While I was still ‘discussing’ the matter she-human went pale and smacked herself in the face. Rather charming I have to confess, although I prefer to do the smacking myself. So I inquired the reason for such odd behaviour. She explained that in those role playing games she not only pretended to be a vampire but also a dwarf (which I found disgusting) and an orc! I had to sit down right then. It was a very special moment for both of us (I see her becoming Mrs. Thrakbog No. 5 – at least I think it’s No. 5.) But her reason for going pale was rather less pleasurable. She played an orc and woops- here I am, a creature she never assumed would exist. What if the vampires then…? You get it. Hehe. So if I got through a portal into this world why not a vampire? And then my idea of a christmas tree-glittery vampire will become reality. I am a prophet. Very much into the christmas spirit, ain’t I?
Please forgive me for not sharing anything with you for the last couple of days. No, wait, why am I apologizing? I am an orc, we don’t do something like that. This human stuff is rubbing off on me in more than one way. The thing is: I had the flu. Again. (see last post) Never before in the 30 years I’ve haunted this world or any other did I have such an annoying illness. Being sick in any form is incredibly unorcish. The other members of the tribe would not let you live if they sensed a weakness. So in my world the flu would definitely be lethal. There is a strange thing about humans that they seem to care a lot for those who would not make it on their own otherwise.
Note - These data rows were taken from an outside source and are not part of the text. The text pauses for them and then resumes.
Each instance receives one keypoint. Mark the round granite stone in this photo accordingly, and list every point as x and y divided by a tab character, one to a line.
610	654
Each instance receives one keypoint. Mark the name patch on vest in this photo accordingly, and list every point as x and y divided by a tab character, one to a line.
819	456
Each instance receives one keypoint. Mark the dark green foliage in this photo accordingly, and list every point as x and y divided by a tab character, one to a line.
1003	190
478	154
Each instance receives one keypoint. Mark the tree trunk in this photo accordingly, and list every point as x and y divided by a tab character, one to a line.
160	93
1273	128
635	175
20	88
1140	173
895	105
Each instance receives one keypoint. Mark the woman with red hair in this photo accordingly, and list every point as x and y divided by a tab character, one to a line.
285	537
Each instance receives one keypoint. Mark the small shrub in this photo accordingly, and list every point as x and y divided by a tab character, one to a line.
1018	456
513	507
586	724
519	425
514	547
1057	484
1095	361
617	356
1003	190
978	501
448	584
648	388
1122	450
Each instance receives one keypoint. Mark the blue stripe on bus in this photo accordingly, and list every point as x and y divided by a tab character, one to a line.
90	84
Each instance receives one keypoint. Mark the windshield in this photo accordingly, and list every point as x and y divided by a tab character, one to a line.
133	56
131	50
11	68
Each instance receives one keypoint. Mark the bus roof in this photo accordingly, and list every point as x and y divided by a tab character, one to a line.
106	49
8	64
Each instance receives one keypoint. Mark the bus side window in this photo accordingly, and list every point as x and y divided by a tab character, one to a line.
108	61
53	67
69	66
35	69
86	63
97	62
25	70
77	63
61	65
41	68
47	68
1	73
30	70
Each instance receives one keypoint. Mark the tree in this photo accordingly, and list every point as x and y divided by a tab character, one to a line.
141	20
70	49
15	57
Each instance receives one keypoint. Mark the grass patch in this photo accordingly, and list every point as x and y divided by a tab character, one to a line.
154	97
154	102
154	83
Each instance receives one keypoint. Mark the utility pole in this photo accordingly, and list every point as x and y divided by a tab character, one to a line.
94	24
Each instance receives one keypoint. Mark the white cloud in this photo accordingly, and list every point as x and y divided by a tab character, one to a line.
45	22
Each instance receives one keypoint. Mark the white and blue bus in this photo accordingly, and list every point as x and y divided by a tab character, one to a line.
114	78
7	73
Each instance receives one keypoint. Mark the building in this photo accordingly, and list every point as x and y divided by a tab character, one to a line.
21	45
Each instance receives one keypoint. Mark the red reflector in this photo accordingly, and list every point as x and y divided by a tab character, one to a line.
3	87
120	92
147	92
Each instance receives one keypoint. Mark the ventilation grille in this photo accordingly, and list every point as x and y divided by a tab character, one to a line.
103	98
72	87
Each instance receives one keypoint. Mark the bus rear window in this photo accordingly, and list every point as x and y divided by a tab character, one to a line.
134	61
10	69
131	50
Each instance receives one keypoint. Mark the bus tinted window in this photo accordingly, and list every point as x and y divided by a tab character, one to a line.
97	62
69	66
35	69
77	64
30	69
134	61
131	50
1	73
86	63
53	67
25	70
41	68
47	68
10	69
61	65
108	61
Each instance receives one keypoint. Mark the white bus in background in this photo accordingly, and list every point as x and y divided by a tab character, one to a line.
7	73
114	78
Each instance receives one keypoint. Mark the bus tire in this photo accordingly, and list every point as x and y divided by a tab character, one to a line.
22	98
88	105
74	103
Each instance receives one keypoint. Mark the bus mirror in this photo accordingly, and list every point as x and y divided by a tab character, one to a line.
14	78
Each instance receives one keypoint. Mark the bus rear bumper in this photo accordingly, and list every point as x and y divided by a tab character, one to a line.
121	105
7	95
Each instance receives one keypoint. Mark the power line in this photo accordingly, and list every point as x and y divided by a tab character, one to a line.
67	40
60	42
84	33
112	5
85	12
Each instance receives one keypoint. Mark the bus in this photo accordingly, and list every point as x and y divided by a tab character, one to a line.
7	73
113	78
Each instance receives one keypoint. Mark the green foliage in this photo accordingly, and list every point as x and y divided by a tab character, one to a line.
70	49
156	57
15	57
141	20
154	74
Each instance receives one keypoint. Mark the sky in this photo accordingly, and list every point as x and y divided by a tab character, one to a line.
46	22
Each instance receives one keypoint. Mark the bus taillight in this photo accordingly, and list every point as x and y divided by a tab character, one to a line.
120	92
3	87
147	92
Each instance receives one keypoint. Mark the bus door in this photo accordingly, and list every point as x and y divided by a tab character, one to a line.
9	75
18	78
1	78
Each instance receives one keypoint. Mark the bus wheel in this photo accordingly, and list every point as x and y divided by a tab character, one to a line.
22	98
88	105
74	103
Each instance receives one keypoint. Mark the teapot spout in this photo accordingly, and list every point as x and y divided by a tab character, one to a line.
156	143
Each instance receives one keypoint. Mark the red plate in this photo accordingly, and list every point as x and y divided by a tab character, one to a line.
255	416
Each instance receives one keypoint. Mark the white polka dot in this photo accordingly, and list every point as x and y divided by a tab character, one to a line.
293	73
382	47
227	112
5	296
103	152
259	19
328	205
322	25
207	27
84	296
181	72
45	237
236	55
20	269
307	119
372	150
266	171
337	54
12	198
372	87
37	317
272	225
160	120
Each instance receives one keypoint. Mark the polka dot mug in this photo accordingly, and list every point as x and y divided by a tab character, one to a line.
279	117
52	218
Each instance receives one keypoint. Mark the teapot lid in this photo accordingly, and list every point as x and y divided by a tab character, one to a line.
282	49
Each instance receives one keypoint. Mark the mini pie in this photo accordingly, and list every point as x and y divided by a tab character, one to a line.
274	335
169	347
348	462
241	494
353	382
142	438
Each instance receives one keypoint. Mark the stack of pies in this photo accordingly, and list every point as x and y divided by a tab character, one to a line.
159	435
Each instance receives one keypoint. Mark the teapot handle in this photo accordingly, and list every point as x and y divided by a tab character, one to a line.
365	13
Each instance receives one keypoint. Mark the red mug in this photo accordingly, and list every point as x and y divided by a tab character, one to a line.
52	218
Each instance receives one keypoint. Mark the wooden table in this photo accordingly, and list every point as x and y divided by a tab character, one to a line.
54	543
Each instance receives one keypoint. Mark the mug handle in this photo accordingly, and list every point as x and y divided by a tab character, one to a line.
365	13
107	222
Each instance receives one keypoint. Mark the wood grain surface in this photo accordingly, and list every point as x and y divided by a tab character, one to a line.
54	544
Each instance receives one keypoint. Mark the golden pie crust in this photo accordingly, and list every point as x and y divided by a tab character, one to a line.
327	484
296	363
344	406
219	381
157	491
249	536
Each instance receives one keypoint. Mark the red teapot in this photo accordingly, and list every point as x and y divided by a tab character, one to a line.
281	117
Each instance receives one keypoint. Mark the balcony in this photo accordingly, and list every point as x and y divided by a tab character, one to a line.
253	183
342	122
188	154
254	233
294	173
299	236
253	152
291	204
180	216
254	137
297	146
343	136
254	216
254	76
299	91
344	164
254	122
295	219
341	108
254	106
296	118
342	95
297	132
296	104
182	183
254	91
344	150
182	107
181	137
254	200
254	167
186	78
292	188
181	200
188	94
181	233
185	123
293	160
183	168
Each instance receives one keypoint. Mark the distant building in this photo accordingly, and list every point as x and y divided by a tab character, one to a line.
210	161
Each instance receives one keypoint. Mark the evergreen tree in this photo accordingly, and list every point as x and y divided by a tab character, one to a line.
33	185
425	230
Two days ago I followed my human to visit an old-people’s home. Not only did they live separately from the rest of the tribe but other humans were hired to look after them. Some of them sat in small transport devices, some needed to be fed, almost all of them had problems hearing properly. Not one of them would survive for just one day in the wilderness. And yet humans spend a lot of time and gold to care for these people. The question is why. They are not useful to the tribe, Quite the opposite. Imagine an orc in diapers. An old-orc’s home. Could it get more humiliating? I’m assuming that these humans had a life on their own, stood up for themselves. And here they were, spilling their coffee all over the nappy draped around the neck. On the plus side: their bad eyesight prevented them from recognizing me as a dangerous creature.
But then the music started, a flute and a harp, and suddenly their eyes shone with delight, they started singing and looked just happy. I am not ashamed to admit that it brought a tear to my otherwise cold and merciless yellow eye. Also the singing was horrible to the orcish ear but that was not the point. So what if we let the old orcs live? Put them in special care? Listen to their stories of the good old times? To be honest I am getting frighteningly close to the dangerous age. I might have to share a lot of stories with the young ones. Imagine me sitting down with the chief and telling him to set up a tent for the geriatric orcs. I would be dead before I finished saying ‘XXL-diaper’. So I might be staying here. Would they take me in? What age could an orc reach if not taken out by his tribe or life in the wilderness?
My human does not seem to be too happy about me being around for decades. But I kind of like that idea. The flat we’re sharing is a lot spacier than the one in London. Or rather, it could be a lot spacier if it were not stuffed with books. I seriously consider eating a few of them to gain more room but after the first experience I fear I cannot stomach them. Heavy stuff, hard to digest.
Also I think I found some comrades in spirit in this world, this town, the online world. I have not found them in person but I suspect at least some of them to live rather close to me. Could it be that they’re avoiding my acquaintance? Why? I am an exceptionally nice orc! A total disgrace to my tribe, to be honest. I think I’ll call them my twitterades. Yes, I’m talking about you, @tywunon and @mekaredaray . A lot of avatars on the web do not look the least bit like a real human. I know for sure because my human is not a tiny blue fluffy creature but her avatar is. So are my twitterades a she-human and a green reaper? Who knows? And who cares? That’s what I like about the interweb. It does not matter what you look like. I can just be my usual grumpy orcish self. Hurrah.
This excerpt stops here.